Desde o início da guerra tarifária dos Estados Unidos, em abril, a inflação elevada, a dívida pública crescente e a desvalorização do dólar pressionam esses papéis. A venda maciça de títulos elevou as taxas em mais de um ponto percentual, cenário que especialistas classificam como um reposicionamento de risco necessário.
Títulos do Tesouro americano perdem status de porto seguro
André Moura, sócio da Nau Capital, lembra que “renda fixa não tem nada de fixa” quando há possibilidade de resgate antecipado e volatilidade cambial. De acordo com o gestor, a expectativa de inflação de 2,9% ao ano até 2025 corrói a maior parte do rendimento real dos títulos curtos. Para obter retorno superior, o investidor precisaria optar por prazos mais longos, ficando exposto à marcação a mercado.
Inflação e marcação a mercado elevam o risco
Uma simulação da Nau mostra o impacto desse fenômeno: quem compra US$ 100 mil em títulos de 10 anos a 5% a.a. acumularia US$ 115 mil em três anos se as taxas permanecessem estáveis. Porém, uma elevação dos juros para 8% no quarto ano resultaria em desvalorização aproximada de 20%, reduzindo o valor a US$ 92 mil.
Câmbio pressiona retorno em dólar
Além do componente de juros, o risco cambial se intensifica. Em 2024, o euro subiu 14% ante o dólar, a libra 8% e o real 15%, o que pode anular ganhos na conversão. Segundo Moura, a expectativa do mercado é de prolongada fraqueza do dólar, impulsionada pela diversificação de reservas de bancos centrais para outras moedas e para o ouro.
A dívida pública dos EUA, hoje equivalente a 120% do PIB, também preocupa.
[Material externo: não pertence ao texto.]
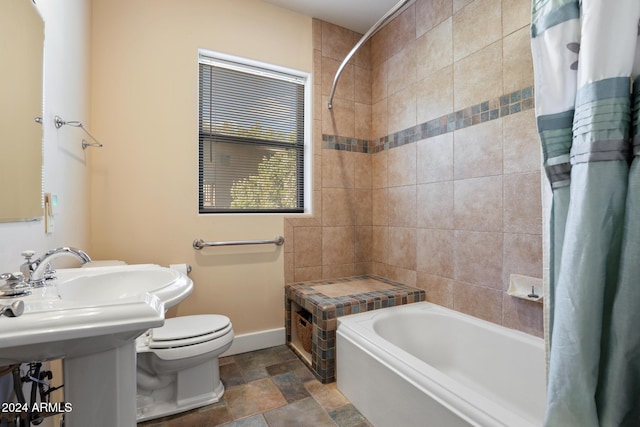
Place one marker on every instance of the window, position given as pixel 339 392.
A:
pixel 251 137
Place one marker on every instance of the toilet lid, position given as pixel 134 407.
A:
pixel 183 327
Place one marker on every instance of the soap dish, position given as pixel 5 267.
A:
pixel 525 287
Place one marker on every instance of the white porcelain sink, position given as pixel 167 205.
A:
pixel 88 310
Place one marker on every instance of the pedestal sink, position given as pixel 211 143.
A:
pixel 90 318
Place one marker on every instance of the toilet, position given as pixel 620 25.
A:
pixel 177 364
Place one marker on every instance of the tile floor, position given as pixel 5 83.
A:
pixel 270 388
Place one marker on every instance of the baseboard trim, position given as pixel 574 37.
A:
pixel 256 341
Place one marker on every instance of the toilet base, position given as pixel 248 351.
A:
pixel 187 389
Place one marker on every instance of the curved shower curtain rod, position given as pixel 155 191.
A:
pixel 362 41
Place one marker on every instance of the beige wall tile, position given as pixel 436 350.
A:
pixel 522 203
pixel 402 69
pixel 434 50
pixel 380 269
pixel 338 245
pixel 401 275
pixel 289 268
pixel 363 206
pixel 402 109
pixel 340 120
pixel 379 169
pixel 363 121
pixel 401 165
pixel 317 99
pixel 339 206
pixel 401 31
pixel 363 268
pixel 402 247
pixel 435 205
pixel 308 244
pixel 336 41
pixel 438 290
pixel 478 77
pixel 430 13
pixel 522 255
pixel 316 33
pixel 521 149
pixel 479 258
pixel 380 244
pixel 526 316
pixel 476 26
pixel 515 15
pixel 338 169
pixel 517 60
pixel 380 47
pixel 478 150
pixel 459 4
pixel 379 82
pixel 402 206
pixel 363 169
pixel 362 85
pixel 345 88
pixel 364 244
pixel 435 252
pixel 435 159
pixel 380 203
pixel 335 271
pixel 434 95
pixel 379 119
pixel 478 204
pixel 478 301
pixel 362 58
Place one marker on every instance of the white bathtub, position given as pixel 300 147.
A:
pixel 427 366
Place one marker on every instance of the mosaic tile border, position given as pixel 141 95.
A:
pixel 511 103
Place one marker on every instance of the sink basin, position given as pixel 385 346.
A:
pixel 89 310
pixel 103 285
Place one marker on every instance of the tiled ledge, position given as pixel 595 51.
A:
pixel 502 106
pixel 326 300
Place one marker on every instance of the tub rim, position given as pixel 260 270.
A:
pixel 479 410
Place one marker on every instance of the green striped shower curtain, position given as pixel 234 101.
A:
pixel 586 57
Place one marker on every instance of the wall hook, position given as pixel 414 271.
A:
pixel 59 122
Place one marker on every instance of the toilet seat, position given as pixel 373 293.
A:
pixel 189 330
pixel 187 336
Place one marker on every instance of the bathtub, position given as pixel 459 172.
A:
pixel 424 365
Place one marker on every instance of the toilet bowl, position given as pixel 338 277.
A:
pixel 177 364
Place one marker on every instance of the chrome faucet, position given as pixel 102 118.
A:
pixel 37 272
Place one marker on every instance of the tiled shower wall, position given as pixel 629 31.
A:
pixel 428 166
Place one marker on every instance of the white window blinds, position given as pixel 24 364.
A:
pixel 251 138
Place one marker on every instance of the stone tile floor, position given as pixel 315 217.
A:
pixel 270 388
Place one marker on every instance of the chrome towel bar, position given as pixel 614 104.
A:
pixel 199 243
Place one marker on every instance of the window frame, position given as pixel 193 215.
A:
pixel 253 66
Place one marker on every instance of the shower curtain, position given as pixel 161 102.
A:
pixel 586 57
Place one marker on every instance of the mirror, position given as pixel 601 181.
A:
pixel 21 78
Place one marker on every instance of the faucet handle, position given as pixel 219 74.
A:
pixel 49 273
pixel 28 254
pixel 12 278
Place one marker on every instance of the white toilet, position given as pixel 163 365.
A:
pixel 178 366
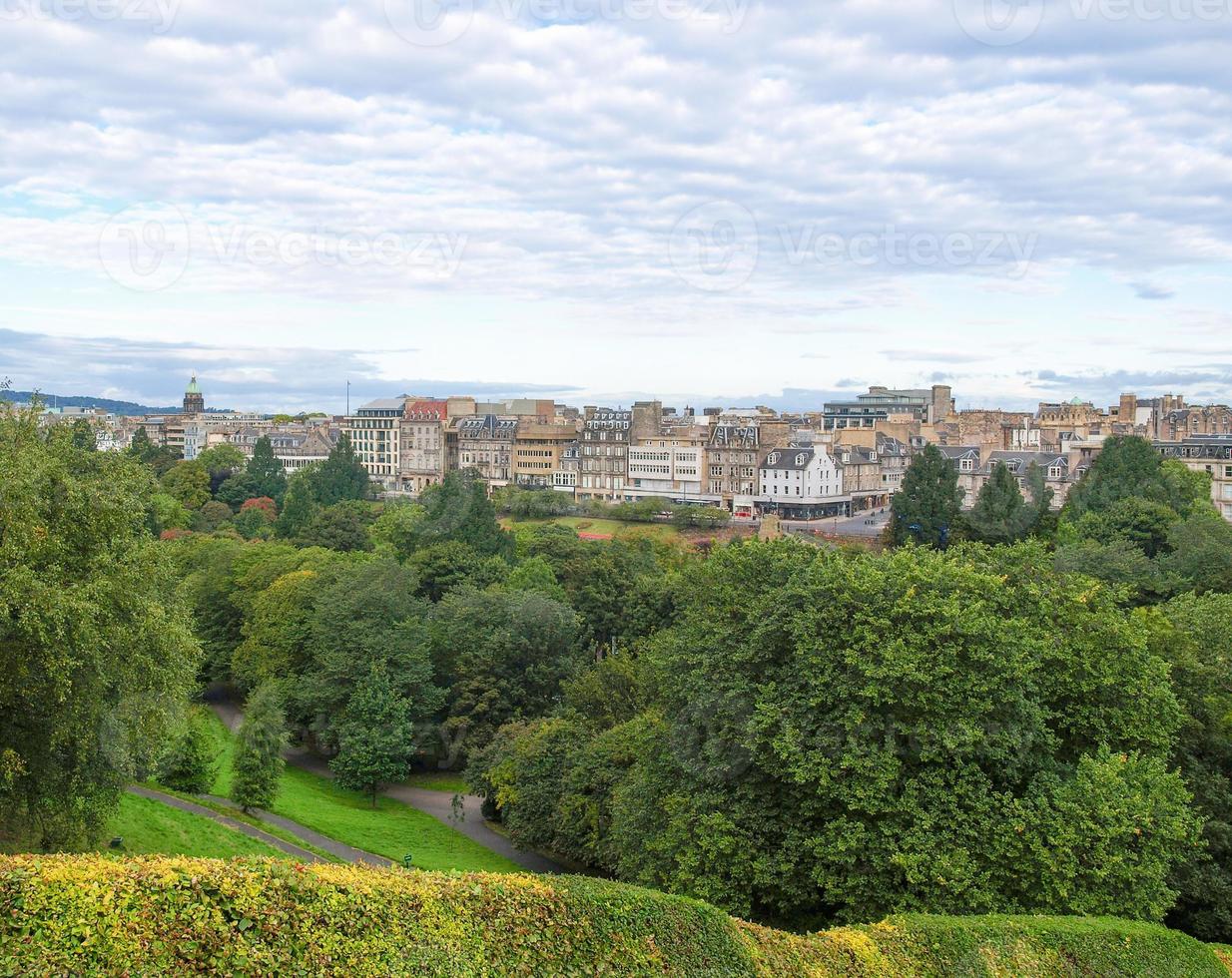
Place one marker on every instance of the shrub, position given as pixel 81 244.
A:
pixel 189 763
pixel 98 915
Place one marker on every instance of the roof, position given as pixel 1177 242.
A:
pixel 793 459
pixel 1019 462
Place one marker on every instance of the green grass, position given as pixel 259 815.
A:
pixel 392 829
pixel 153 828
pixel 606 527
pixel 447 781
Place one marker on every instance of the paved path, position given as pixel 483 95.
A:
pixel 345 852
pixel 436 803
pixel 231 823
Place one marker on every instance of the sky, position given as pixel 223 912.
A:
pixel 705 201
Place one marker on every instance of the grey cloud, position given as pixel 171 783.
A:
pixel 242 378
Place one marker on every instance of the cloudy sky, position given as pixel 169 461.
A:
pixel 609 199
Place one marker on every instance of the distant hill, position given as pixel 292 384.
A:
pixel 79 400
pixel 182 915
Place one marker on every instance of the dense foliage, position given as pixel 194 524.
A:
pixel 194 916
pixel 847 736
pixel 96 656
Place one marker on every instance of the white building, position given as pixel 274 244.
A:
pixel 802 483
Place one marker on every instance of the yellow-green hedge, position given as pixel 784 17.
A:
pixel 98 915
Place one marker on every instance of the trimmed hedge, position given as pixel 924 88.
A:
pixel 96 915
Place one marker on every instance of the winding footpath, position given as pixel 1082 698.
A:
pixel 436 803
pixel 236 824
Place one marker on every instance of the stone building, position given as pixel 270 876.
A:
pixel 421 457
pixel 1211 455
pixel 485 445
pixel 538 450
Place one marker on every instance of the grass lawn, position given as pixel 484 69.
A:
pixel 153 828
pixel 605 527
pixel 447 781
pixel 390 829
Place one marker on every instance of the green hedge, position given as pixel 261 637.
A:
pixel 95 915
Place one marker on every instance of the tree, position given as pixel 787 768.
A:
pixel 1000 515
pixel 221 461
pixel 443 567
pixel 374 737
pixel 84 436
pixel 1194 634
pixel 267 471
pixel 506 653
pixel 237 489
pixel 458 510
pixel 535 574
pixel 299 505
pixel 363 616
pixel 259 745
pixel 189 483
pixel 189 763
pixel 340 477
pixel 1200 552
pixel 211 516
pixel 927 505
pixel 341 527
pixel 841 735
pixel 1130 467
pixel 253 521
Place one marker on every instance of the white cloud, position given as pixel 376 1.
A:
pixel 563 154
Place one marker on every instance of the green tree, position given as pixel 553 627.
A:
pixel 267 471
pixel 536 574
pixel 1000 515
pixel 253 521
pixel 189 483
pixel 506 653
pixel 190 762
pixel 395 531
pixel 167 513
pixel 237 489
pixel 341 527
pixel 927 505
pixel 364 616
pixel 443 567
pixel 842 735
pixel 374 737
pixel 1198 646
pixel 1200 552
pixel 340 477
pixel 212 515
pixel 83 436
pixel 458 510
pixel 263 736
pixel 299 505
pixel 1130 467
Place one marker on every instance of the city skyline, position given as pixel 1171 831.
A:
pixel 774 198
Economistas alertam que, caso esse índice se aproxime de 150%, até mesmo a maior economia do mundo enfrentará desafios para financiar seus compromissos. Dados históricos mostram que nos anos 1990 as taxas americanas já atingiram 8% e, no início dos anos 1980, chegaram a 20% sob o comando de Paul Volcker no Federal Reserve.

Imagem: Internet
Como lembrou o prêmio Nobel Harry Markowitz, o único “free lunch” é a diversificação. Investidores têm buscado outras moedas, entre elas iene, coroa norueguesa, dólar australiano e mesmo o real, em busca de proteção contra a volatilidade dos ativos americanos. Mais detalhes sobre o comportamento recente dos yields podem ser conferidos no Departamento do Tesouro dos Estados Unidos.
Em síntese, os treasuries continuam relevantes, mas perderam o status de porto seguro absoluto. Avaliar inflação, marcação a mercado e câmbio tornou-se indispensável antes de investir.